The don’t log it because it would take huge amounts of resources and gain nothing.

Guntrigger@feddit.ch · 11 months ago

[Citation needed]

zaphod@lemmy.ca · edit-2 11 months ago

What?

Compiling quality datasets is enormously challenging and labour intensive. OpenAI absolutely knows the provenance of the data they train on as it’s part of their secret sauce. And there’s no damn way their CTO won’t have a broad strokes understanding of the origins of those datasets.

Bogasse@lemmy.ml · 11 months ago

And on the other hand it is a very obvious question to expect. If you have something hide how on the world are you not prepared for this question !? 🤡

Buttons@programming.dev · 11 months ago

If I were the reporter my next question would be:

“Do you feel that not knowing the most basic things about your product reflects on your competence as CTO?”

ForgotAboutDre@lemmy.world · 11 months ago

Hilarious, but if the reporter asked this they would find it harder to get invites to events. Which is a problem for journalists. Unless your very well regarded for your journalism, you can’t push powerful people without risking your career.

Abnorc@lemm.ee · 11 months ago

That, and the reporter is there to get information, not mess with and judge people. Asking that sort of question is really just an attack. We can leave it to commentators and ourselves for judge people.

Aniki 🌱🌿@lemm.ee · edit-2 11 months ago

this is limp dick energy. If asking questions is an attack then you’re probably a piece of shit doing bad things.

Aniki 🌱🌿@lemm.ee · 11 months ago

boofuckingwoo. Reporters are not supposed to be friends with the people they are writing about.

tb_@lemmy.world · 11 months ago

True, but if those same people they’re not supposed to be friends with are the ones inviting them to those events/granting them early access…

In other words: the system is rigged.

Aniki 🌱🌿@lemm.ee · 11 months ago

Again - boofuckinghooo. Let the fuckers have no friends in the media. The media owners make journalists spinless advertisement sellers. I have very little respect for the profession at this point.

tb_@lemmy.world · 11 months ago

What a delightful and helpful attitude.

Deceptichum@sh.itjust.works · edit-2 11 months ago

booduckinghoo.

We’re sick and tired of this shit, it will never change if people make excuses for it.

phoneymouse@lemmy.world · 11 months ago

There is no way in hell it isn’t copyrighted material.

abhibeckert@lemmy.world · edit-2 11 months ago

Every video ever created is copyrighted.

The question is — do they need a license? Time will tell. This is obviously going to court.

Kazumara@feddit.de · 11 months ago

Don’t downvote this guy. He’s mostly right. Creative works have copyright protections from the moment they are created. The relevant question is indeed if they have the relevant permissions for their use, not wether it had protections in the first place.

Maybe some surveillance camera footage is not sufficiently creative to get protections, but that’s hardly going to be good for machine reinforcement learning.

ZILtoid1991@lemmy.world · 11 months ago

I have a feeling that the training material involves cheese pizza…

stackPeek@lemmy.world · 11 months ago

This tellls you so much what kind of company OpenAI is

jaemo@sh.itjust.works · 11 months ago

It also tells us how hypocritical we all are since absolutely every single one of us would make the same decisions they have if we were in their shoes. This shit was one bajillion percent inevitable; we are in a river and have been since we tilled soil with a plough in the Nile valley millennia ago.

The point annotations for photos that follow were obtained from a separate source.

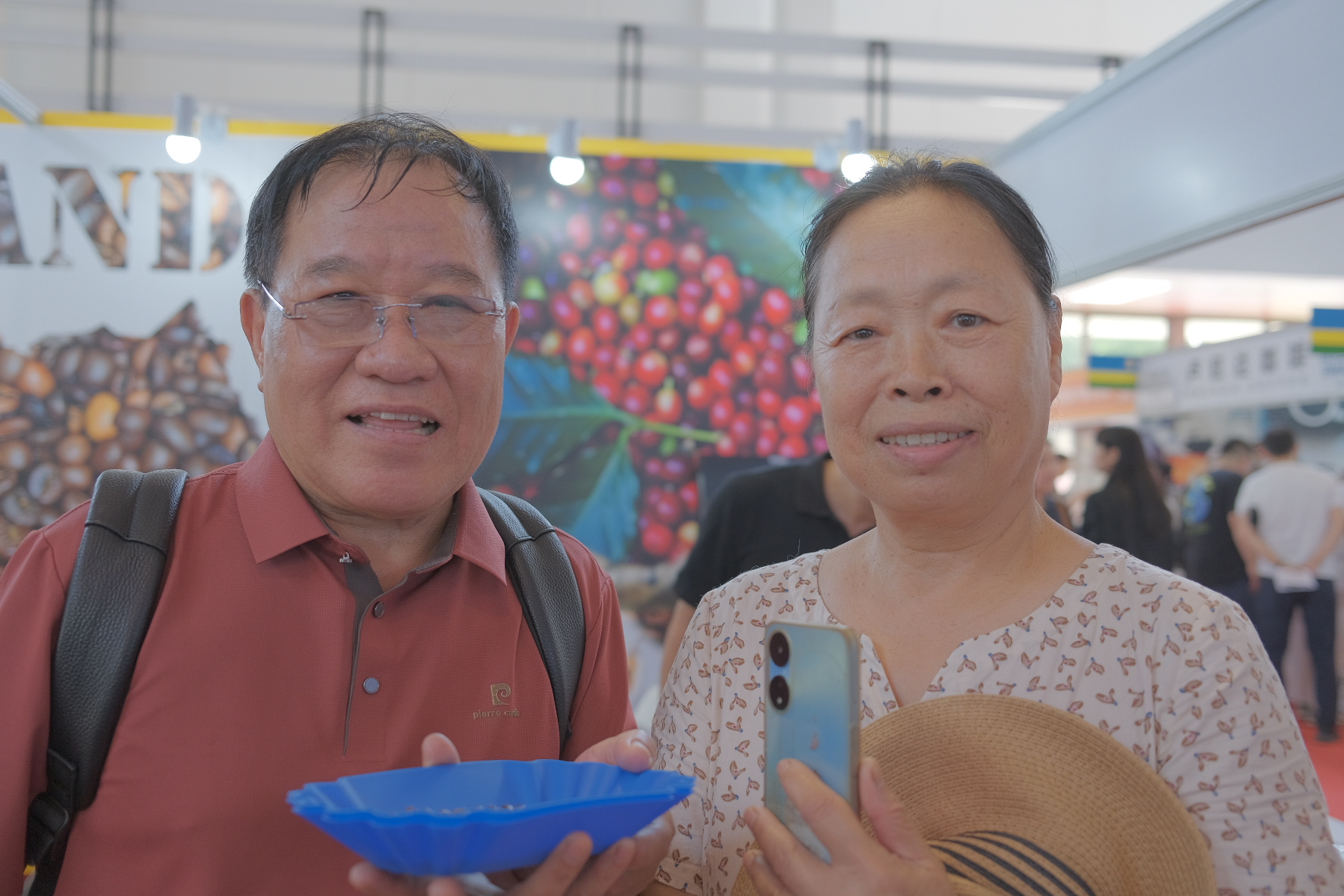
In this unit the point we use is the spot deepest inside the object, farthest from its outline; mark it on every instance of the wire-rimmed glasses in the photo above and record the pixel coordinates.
(346, 320)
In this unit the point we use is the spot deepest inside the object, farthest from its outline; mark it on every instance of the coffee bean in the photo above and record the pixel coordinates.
(77, 478)
(36, 379)
(19, 508)
(95, 369)
(79, 405)
(107, 456)
(14, 426)
(45, 484)
(73, 449)
(156, 456)
(175, 433)
(15, 454)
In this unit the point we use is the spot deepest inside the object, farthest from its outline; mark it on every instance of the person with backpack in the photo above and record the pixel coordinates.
(1288, 519)
(344, 601)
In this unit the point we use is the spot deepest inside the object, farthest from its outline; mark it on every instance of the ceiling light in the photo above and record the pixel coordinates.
(564, 145)
(182, 145)
(857, 161)
(1122, 291)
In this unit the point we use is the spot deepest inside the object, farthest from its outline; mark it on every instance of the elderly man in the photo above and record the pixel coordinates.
(343, 593)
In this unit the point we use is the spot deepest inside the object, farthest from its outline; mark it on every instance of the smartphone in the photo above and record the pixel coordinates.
(812, 715)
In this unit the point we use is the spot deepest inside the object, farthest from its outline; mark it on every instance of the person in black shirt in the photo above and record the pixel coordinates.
(762, 518)
(1129, 513)
(1212, 555)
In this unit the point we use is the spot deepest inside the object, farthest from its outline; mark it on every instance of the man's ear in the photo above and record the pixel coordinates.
(253, 315)
(512, 319)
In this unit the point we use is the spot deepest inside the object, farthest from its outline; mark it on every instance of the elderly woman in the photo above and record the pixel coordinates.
(937, 353)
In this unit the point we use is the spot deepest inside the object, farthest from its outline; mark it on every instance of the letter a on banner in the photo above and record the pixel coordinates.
(11, 244)
(93, 213)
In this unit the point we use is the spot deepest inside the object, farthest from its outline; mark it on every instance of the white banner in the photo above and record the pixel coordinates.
(1273, 370)
(100, 227)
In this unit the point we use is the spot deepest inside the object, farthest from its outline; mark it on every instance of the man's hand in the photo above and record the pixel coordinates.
(900, 863)
(624, 870)
(630, 750)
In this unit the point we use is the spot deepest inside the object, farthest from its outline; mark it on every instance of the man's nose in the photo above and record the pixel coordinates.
(397, 355)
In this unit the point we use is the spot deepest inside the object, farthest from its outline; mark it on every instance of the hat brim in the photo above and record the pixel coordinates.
(1019, 797)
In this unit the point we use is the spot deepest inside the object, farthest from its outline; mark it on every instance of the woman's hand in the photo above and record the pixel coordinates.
(624, 870)
(900, 863)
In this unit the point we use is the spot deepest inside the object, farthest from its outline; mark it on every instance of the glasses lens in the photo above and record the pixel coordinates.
(339, 322)
(446, 320)
(456, 320)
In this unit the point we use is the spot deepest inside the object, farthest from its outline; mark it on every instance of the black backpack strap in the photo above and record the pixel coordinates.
(112, 598)
(550, 596)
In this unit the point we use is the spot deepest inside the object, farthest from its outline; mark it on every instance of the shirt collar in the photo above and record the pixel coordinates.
(277, 516)
(810, 496)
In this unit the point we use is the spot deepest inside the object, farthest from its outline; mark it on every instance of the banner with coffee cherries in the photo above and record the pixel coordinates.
(659, 327)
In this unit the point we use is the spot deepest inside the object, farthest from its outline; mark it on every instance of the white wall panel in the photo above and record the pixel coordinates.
(1236, 123)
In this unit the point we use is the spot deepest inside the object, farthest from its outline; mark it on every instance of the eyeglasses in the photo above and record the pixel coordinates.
(346, 322)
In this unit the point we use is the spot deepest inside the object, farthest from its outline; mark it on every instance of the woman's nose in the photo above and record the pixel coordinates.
(916, 370)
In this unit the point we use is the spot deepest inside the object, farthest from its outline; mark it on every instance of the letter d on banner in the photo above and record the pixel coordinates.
(173, 219)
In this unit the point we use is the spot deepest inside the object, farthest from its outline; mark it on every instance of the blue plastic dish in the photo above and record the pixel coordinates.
(484, 816)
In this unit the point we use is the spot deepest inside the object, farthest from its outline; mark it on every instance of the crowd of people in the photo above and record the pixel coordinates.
(343, 602)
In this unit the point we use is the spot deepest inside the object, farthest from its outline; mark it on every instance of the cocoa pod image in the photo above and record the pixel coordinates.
(74, 406)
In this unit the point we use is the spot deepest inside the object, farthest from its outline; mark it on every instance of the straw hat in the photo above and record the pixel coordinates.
(1018, 797)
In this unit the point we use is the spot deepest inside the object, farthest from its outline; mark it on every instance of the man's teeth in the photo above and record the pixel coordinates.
(924, 438)
(426, 425)
(384, 415)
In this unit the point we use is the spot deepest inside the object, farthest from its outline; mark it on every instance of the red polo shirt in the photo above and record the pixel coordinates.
(268, 655)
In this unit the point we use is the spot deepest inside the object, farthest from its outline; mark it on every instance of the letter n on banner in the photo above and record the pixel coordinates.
(226, 223)
(93, 213)
(173, 219)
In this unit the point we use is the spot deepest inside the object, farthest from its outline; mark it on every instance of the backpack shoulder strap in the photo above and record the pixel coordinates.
(112, 598)
(550, 594)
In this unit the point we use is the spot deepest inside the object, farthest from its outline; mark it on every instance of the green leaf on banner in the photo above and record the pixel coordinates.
(753, 244)
(555, 434)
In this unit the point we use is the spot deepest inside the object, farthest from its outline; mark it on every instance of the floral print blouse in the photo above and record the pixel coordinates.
(1163, 665)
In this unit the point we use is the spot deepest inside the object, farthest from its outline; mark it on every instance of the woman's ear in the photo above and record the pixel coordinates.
(1054, 327)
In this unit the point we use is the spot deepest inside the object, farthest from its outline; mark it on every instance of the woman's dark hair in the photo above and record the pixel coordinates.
(1280, 442)
(401, 138)
(900, 176)
(1134, 480)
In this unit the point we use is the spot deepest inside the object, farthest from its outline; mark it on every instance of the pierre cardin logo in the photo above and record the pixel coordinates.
(500, 695)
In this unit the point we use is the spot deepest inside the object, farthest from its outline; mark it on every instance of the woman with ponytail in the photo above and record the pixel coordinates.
(1129, 512)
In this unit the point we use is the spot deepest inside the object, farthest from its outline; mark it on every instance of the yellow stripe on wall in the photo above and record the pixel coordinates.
(1328, 338)
(491, 142)
(107, 120)
(1113, 379)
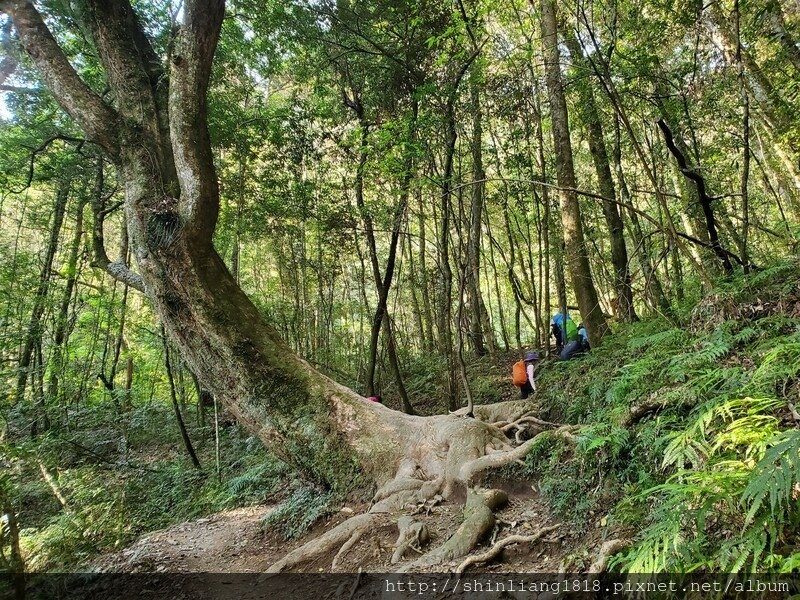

adrian783@lemmy.world · 11 months ago

most of us would never be in their shoes because most of us are not sociopathic techbros

jaemo@sh.itjust.works · 11 months ago

I guess a lot of us didn’t learn from history, or even go see ‘Oppenheimer’…

whoisearth@lemmy.ca · 11 months ago

Speak for yourself. Were I in their shoes no I would not. But then again my company wouldn’t be as big as theirs for that reason.

wabafee@lemmy.world · 11 months ago

Half open or half close?

webghost0101@sopuli.xyz · 11 months ago

An Intelligence piracy company?

andrew_bidlaw@sh.itjust.works · 1 year ago

Funny she didn’t talked it out with lawyers before that. That’s a bad way to answer that.

turkishdelight@lemmy.ml · 11 months ago

what’s wrong with her face?

qaz@lemmy.world · 11 months ago

They use awkward stills to generate clicks

It’s annoying and distracting, just like the headline.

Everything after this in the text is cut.